8. Governance in multi-brand setups

In multi-brand architectures, governance challenges increase:

  • Some policies apply to all brands (e.g. group-level risk policies).
  • Some apply only to certain brands or categories.
  • Enforcement levels can differ by brand and region.

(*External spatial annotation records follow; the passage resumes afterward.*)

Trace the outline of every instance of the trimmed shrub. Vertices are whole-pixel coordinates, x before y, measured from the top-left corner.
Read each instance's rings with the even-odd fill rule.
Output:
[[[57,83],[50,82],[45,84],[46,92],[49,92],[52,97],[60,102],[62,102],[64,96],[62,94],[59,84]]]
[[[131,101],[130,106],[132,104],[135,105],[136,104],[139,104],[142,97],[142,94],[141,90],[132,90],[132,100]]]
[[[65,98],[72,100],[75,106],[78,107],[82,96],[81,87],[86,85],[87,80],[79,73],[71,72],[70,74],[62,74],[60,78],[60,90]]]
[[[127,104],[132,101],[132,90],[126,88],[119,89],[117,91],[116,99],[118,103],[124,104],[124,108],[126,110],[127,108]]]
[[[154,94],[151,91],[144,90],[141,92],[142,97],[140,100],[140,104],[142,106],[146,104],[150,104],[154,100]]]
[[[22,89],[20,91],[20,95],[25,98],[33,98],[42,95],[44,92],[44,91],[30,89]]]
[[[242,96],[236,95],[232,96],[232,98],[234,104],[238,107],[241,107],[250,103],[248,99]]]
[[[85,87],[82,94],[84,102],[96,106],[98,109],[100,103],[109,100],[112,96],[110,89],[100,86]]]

Brando provides tools to model this:

  • brando:inheritsPolicies for shared baselines.
  • brando:riskTag to classify policies by risk domain.
  • brando:appliesTo / brando:appliesToGTIN / category links to constrain scope.
  • brando:enforcementLevel to differentiate how strict a policy is per node.

Your Brand OS can then:

  • generate brand-level governance dashboards,
  • apply stricter rules to certain brands or categories,
  • ensure that all brands at least meet group-level minimum standards.

9. Non-normative implementation tips

  • Use namespacing in IDs to reflect architecture:

    • /brand/group/northstar-group
    • /brand/master/northstar
    • /brand/sub/northstar-wealth
    • /brand/region/northstar-uk
  • Store inheritance logic in code or config, not in the Brando vocabulary:

    • Brando supplies inheritsTokens and inheritsPolicies.
    • Your Brand OS defines how to merge and override properties (e.g. parent vs child precedence).
  • Keep per-brand JSON-LD or YAML files:

    • easier Git review,
    • clear separation between brands,
    • but still link into a portfolio-level graph when needed.